Wo liegt die Zukunft der Arbeit in einer Welt rasant fortschreitender globaler Arbeitsteiligkeit und im Fokus zunehmender Öffnungen von weltweiten Märkten? Prof.Berthold hat dazu eine sehr lesenswerte Abhandlung geschrieben. Wir von UNTERNEUNTUPFING Aktuell glauben allerdings dass der Professor ein klein wenig daneben liegen wird, denn dieser Mann wusste einfach zuviel...

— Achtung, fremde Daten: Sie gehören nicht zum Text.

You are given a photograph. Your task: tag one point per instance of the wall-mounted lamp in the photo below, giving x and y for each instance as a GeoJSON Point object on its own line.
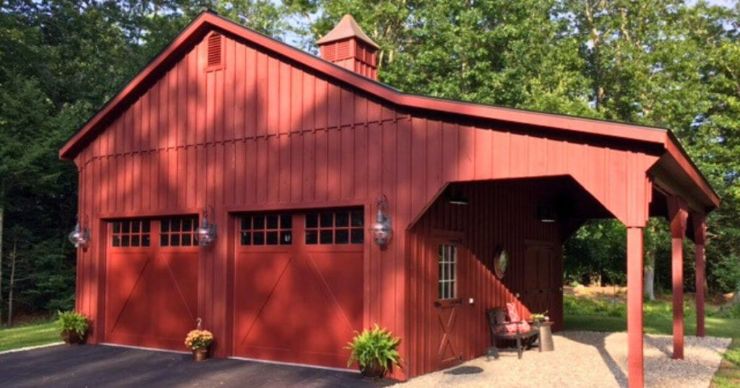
{"type": "Point", "coordinates": [546, 214]}
{"type": "Point", "coordinates": [79, 237]}
{"type": "Point", "coordinates": [381, 229]}
{"type": "Point", "coordinates": [206, 232]}
{"type": "Point", "coordinates": [455, 197]}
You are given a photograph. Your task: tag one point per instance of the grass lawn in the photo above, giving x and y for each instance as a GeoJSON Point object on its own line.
{"type": "Point", "coordinates": [602, 315]}
{"type": "Point", "coordinates": [31, 334]}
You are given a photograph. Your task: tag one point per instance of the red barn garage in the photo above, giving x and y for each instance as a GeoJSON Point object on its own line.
{"type": "Point", "coordinates": [289, 157]}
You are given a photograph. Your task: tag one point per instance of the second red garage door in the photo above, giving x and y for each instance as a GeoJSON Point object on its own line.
{"type": "Point", "coordinates": [298, 285]}
{"type": "Point", "coordinates": [151, 282]}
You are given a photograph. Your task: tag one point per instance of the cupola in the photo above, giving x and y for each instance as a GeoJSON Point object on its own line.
{"type": "Point", "coordinates": [348, 46]}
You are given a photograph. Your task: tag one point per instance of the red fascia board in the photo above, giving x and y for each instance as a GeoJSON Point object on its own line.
{"type": "Point", "coordinates": [546, 120]}
{"type": "Point", "coordinates": [676, 151]}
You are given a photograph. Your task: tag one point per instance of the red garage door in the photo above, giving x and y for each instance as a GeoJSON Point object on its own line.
{"type": "Point", "coordinates": [298, 286]}
{"type": "Point", "coordinates": [151, 282]}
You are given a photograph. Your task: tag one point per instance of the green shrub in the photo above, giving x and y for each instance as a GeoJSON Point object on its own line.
{"type": "Point", "coordinates": [377, 345]}
{"type": "Point", "coordinates": [584, 306]}
{"type": "Point", "coordinates": [70, 321]}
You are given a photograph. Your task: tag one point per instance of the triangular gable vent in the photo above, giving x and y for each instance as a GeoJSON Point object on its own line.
{"type": "Point", "coordinates": [215, 54]}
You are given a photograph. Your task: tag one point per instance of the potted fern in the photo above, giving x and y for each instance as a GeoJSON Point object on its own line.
{"type": "Point", "coordinates": [375, 351]}
{"type": "Point", "coordinates": [73, 327]}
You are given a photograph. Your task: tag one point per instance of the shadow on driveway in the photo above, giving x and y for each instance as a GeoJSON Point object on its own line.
{"type": "Point", "coordinates": [95, 366]}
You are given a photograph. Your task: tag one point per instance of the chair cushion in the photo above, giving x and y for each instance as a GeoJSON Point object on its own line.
{"type": "Point", "coordinates": [511, 328]}
{"type": "Point", "coordinates": [514, 317]}
{"type": "Point", "coordinates": [500, 316]}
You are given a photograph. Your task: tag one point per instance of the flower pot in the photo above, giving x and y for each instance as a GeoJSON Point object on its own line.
{"type": "Point", "coordinates": [71, 337]}
{"type": "Point", "coordinates": [373, 369]}
{"type": "Point", "coordinates": [200, 354]}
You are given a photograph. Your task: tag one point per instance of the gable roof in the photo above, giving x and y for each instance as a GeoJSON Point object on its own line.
{"type": "Point", "coordinates": [347, 28]}
{"type": "Point", "coordinates": [208, 21]}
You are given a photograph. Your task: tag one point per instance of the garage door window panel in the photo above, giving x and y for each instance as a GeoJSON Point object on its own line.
{"type": "Point", "coordinates": [335, 227]}
{"type": "Point", "coordinates": [178, 232]}
{"type": "Point", "coordinates": [266, 229]}
{"type": "Point", "coordinates": [134, 233]}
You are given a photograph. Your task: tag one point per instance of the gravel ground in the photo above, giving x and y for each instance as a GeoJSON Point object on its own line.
{"type": "Point", "coordinates": [588, 359]}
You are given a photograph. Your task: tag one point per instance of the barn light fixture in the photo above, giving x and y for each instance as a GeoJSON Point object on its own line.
{"type": "Point", "coordinates": [79, 237]}
{"type": "Point", "coordinates": [546, 214]}
{"type": "Point", "coordinates": [206, 232]}
{"type": "Point", "coordinates": [381, 229]}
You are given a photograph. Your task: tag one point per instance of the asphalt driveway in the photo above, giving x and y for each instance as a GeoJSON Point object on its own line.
{"type": "Point", "coordinates": [108, 366]}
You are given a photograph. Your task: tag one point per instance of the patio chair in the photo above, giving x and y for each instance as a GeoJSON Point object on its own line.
{"type": "Point", "coordinates": [506, 325]}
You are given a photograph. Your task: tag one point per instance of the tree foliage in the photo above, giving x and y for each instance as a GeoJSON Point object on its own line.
{"type": "Point", "coordinates": [667, 63]}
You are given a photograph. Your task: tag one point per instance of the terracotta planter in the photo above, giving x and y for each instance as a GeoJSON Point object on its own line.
{"type": "Point", "coordinates": [374, 370]}
{"type": "Point", "coordinates": [71, 337]}
{"type": "Point", "coordinates": [200, 354]}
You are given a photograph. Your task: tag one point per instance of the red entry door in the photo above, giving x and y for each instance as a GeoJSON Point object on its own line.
{"type": "Point", "coordinates": [151, 282]}
{"type": "Point", "coordinates": [543, 280]}
{"type": "Point", "coordinates": [298, 286]}
{"type": "Point", "coordinates": [446, 253]}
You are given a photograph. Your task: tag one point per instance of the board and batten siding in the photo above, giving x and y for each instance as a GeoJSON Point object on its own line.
{"type": "Point", "coordinates": [267, 133]}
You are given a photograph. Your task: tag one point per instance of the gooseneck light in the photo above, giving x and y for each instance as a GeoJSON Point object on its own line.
{"type": "Point", "coordinates": [79, 237]}
{"type": "Point", "coordinates": [381, 229]}
{"type": "Point", "coordinates": [206, 232]}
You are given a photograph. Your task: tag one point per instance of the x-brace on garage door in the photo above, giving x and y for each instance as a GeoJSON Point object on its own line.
{"type": "Point", "coordinates": [298, 285]}
{"type": "Point", "coordinates": [151, 281]}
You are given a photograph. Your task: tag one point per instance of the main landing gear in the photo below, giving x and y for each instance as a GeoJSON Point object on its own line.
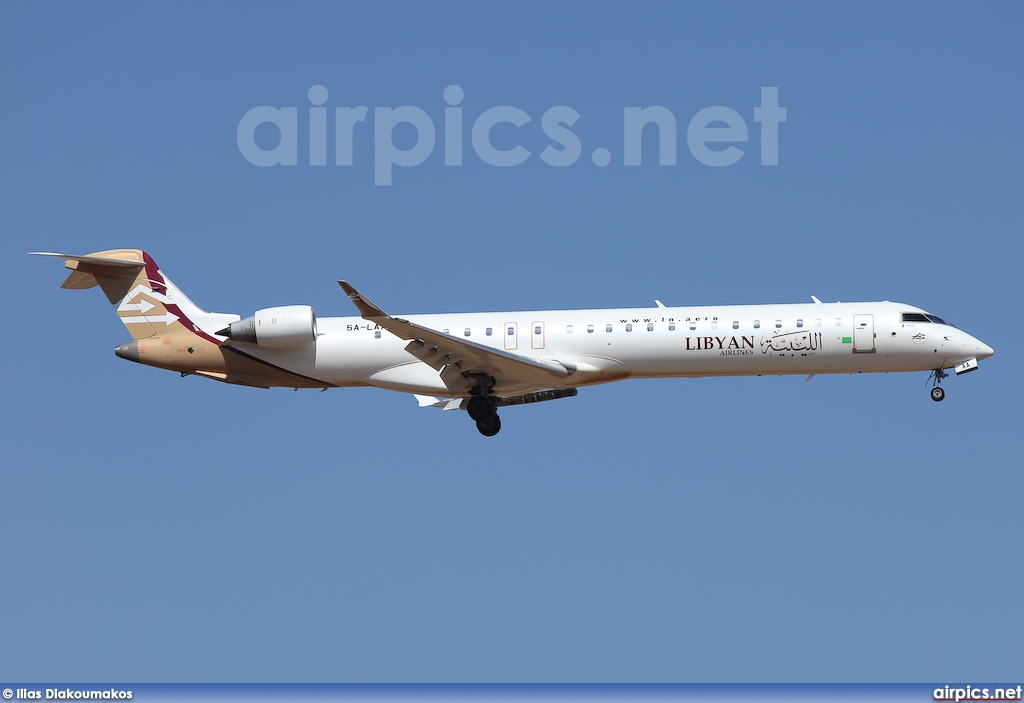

Unser heutiger Beitrag bezieht sich auf einen sehr interessanten Artikel von Professor Norbert Berthold zum Thema Die Zukunft der Arbeit auf Wirtschaftliche Freiheit.de. Sollte Ihnen werte(r) Leser(in) diese Plattform bislang noch kein Begriff sein - auf dieser Plattform schreiben renommierte Experten und anerkannte Vordenker über wirtschafts- und finanzpolitische Themen und Entwicklungen - inhaltlich und konzeptiv abseits der in den Massenmedien gängigen Links-/Rechts-Schemata (...nebenbei haben sie mit Hrn.Brunner einen tüchtigen Administrator der auch die kaputtesten RSS-Feeds wieder gesund pflegen kann;) Und natürlich leiden derart gebildete und gelehrte Menschen an den üblichen Sorgen die nunmal überdurchschnittlich Begabte und fleissige Geistesarbeiter so haben : durch die zunehmende Verblödung der Gesellschaft werden sie immer einsamer, die Zahl der Menschen mit denen sie sich einigermaßen noch auf Augenhöhe unterhalten können wird auch nicht gerade größer und natürlich das Hauptsyndrom - sie wissen einfach zu viel. Und übersehen dadurch manchmal das Offensichtliche weil es einfach viel zu wenig komplex ist (metaphorisch gesprochen : so ähnlich wie bei Formel 1 Boliden - die kosten auch Millionen, aber genug Ausfälle resultieren darin weil ein 50 Cents Teil wie zB eine kleine Schraube ihren Dienst versagt hat). Wir erlauben uns daher das Thema so aufzugreifen dass auch LeserInnen ohne VWL-Desertation, 12 Sylvestern BWL oder drei eigenhändig hochgezogenen Grosskonzernen mitlesen können.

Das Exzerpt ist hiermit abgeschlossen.